Hervé Lerouge: 51 personnes travaillent pour ma station de télévision et mon journal, et les revenus ne couvrent même pas la paie. Mes autres entreprises me permettent de payer leurs salaires, et je ne veux pas les laisser partir car il n’y a pas de travail pour eux ailleurs en ce moment. De plus, je considère cette carrière comme un service social pour la communauté.
Eric Voli Bi: Pour que la presse survive à cette période difficile, il va sans dire que nous aurons toujours besoin d’un minimum de sécurité dans ce pays, et c’est la responsabilité du gouvernement.
L’UNESCO travaille avec le ministère des Communications pour restructurer le diffuseur d’État (Radio Télévision nationale d’Haïti), en fournissant une formation et de nouveaux équipements. Nous utilisons également les médias sociaux pour obtenir des informations vérifiées aux gens, mais aussi la radio, qui reste le canal de communication incontournable, en particulier à la campagne.
Informations fiables «Une question de vie et de mort»
Eric Voli Bi: L’accès à des informations fiables peut être une question de vie et de mort. Il peut aider les gens à identifier les zones sûres, à éviter le danger et à prendre les bonnes décisions pour se protéger et se protéger.

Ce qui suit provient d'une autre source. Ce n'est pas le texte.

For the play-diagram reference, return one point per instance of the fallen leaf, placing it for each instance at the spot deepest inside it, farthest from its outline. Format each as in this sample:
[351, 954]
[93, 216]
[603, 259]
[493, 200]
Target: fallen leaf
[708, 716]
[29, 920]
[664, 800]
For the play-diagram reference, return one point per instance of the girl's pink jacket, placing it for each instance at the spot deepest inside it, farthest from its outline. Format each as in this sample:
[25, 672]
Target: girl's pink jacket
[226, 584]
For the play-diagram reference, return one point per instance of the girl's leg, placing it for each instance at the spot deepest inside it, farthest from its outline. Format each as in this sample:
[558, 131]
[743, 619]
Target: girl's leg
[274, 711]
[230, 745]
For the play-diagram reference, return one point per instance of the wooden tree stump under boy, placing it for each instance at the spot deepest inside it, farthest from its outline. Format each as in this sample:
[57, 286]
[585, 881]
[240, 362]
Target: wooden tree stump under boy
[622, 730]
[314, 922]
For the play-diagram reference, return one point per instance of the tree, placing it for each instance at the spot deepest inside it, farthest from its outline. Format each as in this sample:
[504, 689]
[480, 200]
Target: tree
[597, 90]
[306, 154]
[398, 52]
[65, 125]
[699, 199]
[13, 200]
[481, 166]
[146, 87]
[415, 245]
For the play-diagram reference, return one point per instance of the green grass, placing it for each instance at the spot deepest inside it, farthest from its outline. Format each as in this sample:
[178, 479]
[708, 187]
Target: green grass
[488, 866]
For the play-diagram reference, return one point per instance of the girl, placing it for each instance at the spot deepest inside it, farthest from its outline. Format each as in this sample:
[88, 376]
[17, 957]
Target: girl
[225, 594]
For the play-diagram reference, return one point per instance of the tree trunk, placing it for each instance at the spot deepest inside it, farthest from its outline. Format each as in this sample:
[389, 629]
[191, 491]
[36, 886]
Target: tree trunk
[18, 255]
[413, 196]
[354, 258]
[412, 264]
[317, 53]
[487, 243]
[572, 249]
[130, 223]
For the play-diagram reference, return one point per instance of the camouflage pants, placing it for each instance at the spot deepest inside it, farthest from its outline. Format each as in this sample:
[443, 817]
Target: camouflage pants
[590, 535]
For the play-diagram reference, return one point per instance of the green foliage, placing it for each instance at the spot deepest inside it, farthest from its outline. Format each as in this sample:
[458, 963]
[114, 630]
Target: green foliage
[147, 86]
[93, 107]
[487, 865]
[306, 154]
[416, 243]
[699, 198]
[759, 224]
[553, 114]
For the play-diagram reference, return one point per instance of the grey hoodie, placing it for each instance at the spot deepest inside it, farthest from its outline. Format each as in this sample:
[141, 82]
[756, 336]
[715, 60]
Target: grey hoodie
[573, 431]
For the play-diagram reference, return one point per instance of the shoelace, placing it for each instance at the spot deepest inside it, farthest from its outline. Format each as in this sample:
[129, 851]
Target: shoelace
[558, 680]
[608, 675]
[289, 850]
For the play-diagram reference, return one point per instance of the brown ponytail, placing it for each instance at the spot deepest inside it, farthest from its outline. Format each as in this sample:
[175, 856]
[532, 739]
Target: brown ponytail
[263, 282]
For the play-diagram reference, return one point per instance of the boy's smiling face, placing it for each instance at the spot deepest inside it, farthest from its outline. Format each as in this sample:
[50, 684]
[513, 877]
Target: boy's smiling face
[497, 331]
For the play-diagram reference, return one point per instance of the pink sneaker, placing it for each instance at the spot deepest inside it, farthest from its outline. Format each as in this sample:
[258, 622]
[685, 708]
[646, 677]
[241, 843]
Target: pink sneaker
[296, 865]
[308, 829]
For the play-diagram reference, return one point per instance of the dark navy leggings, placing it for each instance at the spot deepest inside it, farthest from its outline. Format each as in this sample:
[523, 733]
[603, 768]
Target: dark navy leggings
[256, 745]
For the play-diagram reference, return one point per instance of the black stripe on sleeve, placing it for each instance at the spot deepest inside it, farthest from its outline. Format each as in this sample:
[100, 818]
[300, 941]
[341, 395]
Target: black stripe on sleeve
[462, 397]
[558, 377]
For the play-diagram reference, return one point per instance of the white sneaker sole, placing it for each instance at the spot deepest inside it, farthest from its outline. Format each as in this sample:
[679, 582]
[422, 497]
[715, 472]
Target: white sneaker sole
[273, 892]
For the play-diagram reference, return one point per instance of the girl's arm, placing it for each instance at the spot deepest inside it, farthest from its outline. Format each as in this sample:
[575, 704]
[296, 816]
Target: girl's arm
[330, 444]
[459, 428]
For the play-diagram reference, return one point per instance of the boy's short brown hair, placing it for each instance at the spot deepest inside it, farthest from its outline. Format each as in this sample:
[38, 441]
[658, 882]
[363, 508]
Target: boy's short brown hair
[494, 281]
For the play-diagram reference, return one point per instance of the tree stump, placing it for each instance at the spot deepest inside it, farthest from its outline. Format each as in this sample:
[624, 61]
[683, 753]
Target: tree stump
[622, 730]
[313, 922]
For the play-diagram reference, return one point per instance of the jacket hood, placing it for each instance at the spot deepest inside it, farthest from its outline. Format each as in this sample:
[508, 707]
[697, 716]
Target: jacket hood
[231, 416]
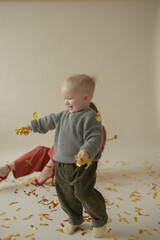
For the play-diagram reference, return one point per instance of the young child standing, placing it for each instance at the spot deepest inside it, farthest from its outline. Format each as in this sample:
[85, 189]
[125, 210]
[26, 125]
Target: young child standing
[78, 132]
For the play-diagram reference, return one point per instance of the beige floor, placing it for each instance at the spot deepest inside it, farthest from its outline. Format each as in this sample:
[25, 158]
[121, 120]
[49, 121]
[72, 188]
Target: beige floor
[28, 212]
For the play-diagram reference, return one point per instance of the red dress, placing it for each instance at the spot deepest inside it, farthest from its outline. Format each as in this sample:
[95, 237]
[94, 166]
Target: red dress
[36, 160]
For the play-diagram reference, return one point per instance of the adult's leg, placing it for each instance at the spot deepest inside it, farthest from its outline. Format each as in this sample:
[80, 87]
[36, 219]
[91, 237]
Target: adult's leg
[69, 203]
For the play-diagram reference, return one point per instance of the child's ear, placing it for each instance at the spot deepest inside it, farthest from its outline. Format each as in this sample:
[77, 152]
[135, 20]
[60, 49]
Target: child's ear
[87, 97]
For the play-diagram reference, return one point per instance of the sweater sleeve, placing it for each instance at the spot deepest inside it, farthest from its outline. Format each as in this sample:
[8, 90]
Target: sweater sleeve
[43, 125]
[93, 136]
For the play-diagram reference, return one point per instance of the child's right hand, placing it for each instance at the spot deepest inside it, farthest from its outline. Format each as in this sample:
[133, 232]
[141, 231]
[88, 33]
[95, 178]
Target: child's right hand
[24, 130]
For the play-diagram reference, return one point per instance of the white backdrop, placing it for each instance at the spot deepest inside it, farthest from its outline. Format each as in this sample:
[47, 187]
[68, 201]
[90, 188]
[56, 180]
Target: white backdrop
[43, 42]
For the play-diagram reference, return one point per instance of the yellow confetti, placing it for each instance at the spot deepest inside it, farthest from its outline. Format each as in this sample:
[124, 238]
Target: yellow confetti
[109, 229]
[28, 217]
[134, 236]
[140, 231]
[35, 228]
[135, 219]
[29, 235]
[60, 230]
[155, 194]
[18, 209]
[8, 238]
[22, 131]
[2, 213]
[98, 118]
[114, 237]
[88, 162]
[156, 230]
[35, 116]
[115, 137]
[4, 226]
[127, 213]
[29, 162]
[126, 221]
[12, 203]
[83, 233]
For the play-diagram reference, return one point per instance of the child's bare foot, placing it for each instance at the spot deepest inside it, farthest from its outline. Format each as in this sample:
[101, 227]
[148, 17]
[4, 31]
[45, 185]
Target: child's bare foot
[98, 232]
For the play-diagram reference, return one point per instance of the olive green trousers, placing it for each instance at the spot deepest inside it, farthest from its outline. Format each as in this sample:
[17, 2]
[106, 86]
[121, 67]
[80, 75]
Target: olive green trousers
[75, 189]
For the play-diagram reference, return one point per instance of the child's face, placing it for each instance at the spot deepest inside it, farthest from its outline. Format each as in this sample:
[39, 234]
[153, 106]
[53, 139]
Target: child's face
[74, 98]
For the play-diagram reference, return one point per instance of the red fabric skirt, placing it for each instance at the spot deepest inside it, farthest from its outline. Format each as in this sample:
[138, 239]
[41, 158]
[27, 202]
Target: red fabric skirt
[33, 161]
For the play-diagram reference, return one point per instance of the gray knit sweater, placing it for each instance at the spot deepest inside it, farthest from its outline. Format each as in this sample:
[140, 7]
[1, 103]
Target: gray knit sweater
[74, 131]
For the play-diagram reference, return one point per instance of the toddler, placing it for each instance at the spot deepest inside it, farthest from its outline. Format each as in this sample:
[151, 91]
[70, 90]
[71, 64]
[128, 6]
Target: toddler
[78, 132]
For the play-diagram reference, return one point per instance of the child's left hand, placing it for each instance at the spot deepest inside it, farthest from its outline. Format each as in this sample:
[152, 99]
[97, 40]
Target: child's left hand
[82, 154]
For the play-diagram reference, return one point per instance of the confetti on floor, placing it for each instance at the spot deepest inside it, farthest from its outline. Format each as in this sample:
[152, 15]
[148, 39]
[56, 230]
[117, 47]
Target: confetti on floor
[129, 191]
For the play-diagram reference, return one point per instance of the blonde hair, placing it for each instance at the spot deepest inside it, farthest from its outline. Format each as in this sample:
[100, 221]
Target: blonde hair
[86, 82]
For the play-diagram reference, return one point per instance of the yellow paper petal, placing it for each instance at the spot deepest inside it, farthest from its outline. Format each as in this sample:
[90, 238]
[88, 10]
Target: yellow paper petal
[29, 162]
[4, 226]
[155, 194]
[28, 217]
[98, 118]
[35, 228]
[35, 116]
[148, 232]
[29, 235]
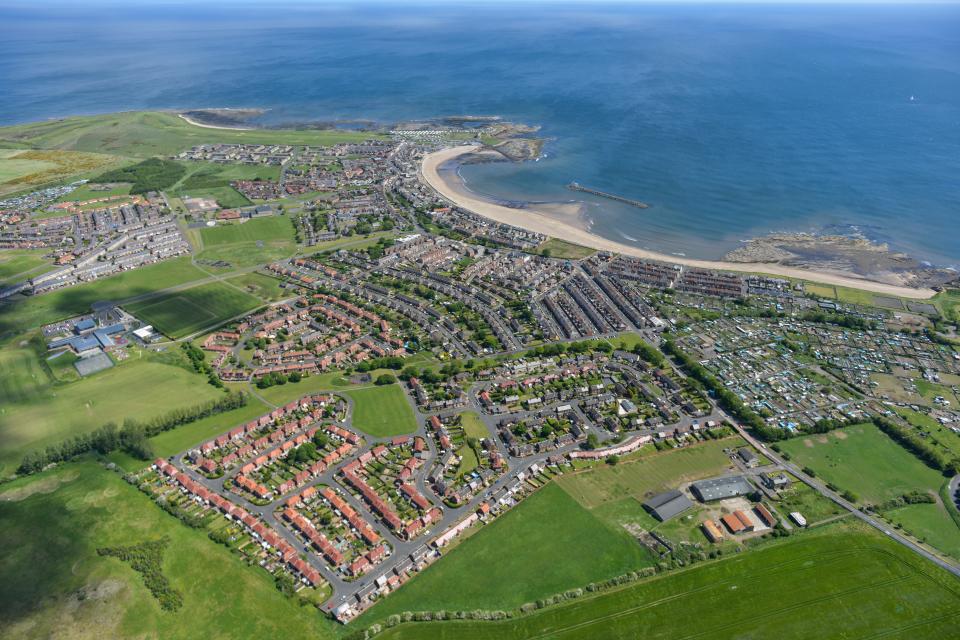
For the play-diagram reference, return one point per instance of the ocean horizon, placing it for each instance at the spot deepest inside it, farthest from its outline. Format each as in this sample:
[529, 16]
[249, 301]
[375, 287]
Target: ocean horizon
[731, 121]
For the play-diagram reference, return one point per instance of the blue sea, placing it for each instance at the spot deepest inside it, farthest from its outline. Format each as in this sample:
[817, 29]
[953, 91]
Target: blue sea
[732, 121]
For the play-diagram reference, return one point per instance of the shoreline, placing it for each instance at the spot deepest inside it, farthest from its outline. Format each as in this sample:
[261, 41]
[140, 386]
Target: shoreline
[212, 126]
[539, 221]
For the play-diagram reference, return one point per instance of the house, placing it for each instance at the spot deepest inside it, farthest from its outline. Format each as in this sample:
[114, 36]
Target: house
[748, 457]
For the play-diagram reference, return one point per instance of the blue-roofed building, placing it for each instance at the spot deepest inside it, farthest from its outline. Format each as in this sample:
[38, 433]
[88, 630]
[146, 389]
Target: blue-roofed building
[84, 325]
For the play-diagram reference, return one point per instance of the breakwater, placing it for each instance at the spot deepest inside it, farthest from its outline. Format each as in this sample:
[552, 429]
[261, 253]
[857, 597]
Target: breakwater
[575, 186]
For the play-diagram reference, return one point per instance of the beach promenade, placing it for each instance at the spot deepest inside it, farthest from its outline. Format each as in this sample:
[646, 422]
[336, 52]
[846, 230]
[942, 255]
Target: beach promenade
[532, 219]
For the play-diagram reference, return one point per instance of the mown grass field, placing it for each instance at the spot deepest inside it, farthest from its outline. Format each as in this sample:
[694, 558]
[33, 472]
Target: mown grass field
[36, 412]
[180, 313]
[557, 248]
[547, 544]
[864, 460]
[22, 170]
[256, 241]
[190, 435]
[642, 476]
[53, 583]
[143, 134]
[840, 582]
[17, 265]
[25, 313]
[473, 426]
[382, 411]
[263, 286]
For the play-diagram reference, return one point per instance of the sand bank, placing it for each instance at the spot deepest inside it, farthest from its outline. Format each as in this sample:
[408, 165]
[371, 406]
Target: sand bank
[534, 219]
[212, 126]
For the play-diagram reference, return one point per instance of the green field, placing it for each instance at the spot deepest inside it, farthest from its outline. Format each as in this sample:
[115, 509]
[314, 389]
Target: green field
[32, 312]
[864, 460]
[382, 411]
[473, 426]
[642, 476]
[190, 435]
[263, 286]
[547, 544]
[23, 170]
[841, 582]
[557, 248]
[143, 134]
[53, 583]
[257, 241]
[17, 265]
[181, 313]
[35, 411]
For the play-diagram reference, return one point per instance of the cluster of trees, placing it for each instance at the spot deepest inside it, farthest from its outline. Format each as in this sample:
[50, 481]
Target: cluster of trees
[199, 361]
[155, 174]
[839, 319]
[560, 348]
[911, 497]
[648, 353]
[389, 362]
[145, 558]
[911, 440]
[727, 399]
[132, 438]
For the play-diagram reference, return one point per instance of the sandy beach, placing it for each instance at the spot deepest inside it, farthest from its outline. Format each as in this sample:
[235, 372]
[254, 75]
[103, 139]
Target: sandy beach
[212, 126]
[566, 228]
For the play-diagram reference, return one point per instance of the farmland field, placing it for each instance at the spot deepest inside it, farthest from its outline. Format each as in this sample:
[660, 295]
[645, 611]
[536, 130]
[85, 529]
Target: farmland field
[528, 553]
[647, 474]
[43, 413]
[256, 241]
[181, 313]
[24, 169]
[841, 581]
[52, 525]
[63, 303]
[382, 411]
[864, 460]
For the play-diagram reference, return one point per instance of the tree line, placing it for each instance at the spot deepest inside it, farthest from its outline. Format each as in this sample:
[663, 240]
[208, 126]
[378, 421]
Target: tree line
[132, 438]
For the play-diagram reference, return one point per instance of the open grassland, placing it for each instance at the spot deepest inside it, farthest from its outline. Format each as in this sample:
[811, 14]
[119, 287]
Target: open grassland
[180, 313]
[190, 435]
[263, 286]
[143, 134]
[54, 584]
[19, 264]
[23, 170]
[864, 460]
[256, 241]
[24, 313]
[648, 473]
[840, 582]
[227, 197]
[473, 426]
[557, 248]
[545, 545]
[382, 411]
[36, 412]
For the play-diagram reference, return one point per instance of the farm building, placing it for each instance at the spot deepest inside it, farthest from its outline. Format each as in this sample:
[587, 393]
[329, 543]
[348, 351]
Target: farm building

Les gens fuient le quartier de Solino à Port-au-Prince après des attaques de gangs en mai 2024.
Hervé Lerouge: Ces journalistes sont habitués à des situations difficiles car, chaque jour, ils rapportent et présentent des spectacles en direct dans les rues, tout comme ils l’ont toujours fait, montrant à la population ce qui se passe, afin qu’ils sachent où il est sûr d’aller. C’est le service que nous fournissons aux gens.
Eric Voli Bi: Les groupes armés tentent d’isoler la population et de créer le chaos dans le pays en attaquant les médias. La liberté de la presse est essentielle pour garantir le droit à l’information et assurer la transparence dans la société. C’est également une plate-forme pour diverses voix une clé pour assurer la transparence. Dans ce pays, qui a été marqué par la violence et l’instabilité, sachant que la vérité peut être incroyablement guérissante.
Hervé Lerouge: Je ne quitterai pas le pays que j’aime. C’est mon pays, et je le défendrai même au risque de ma vie.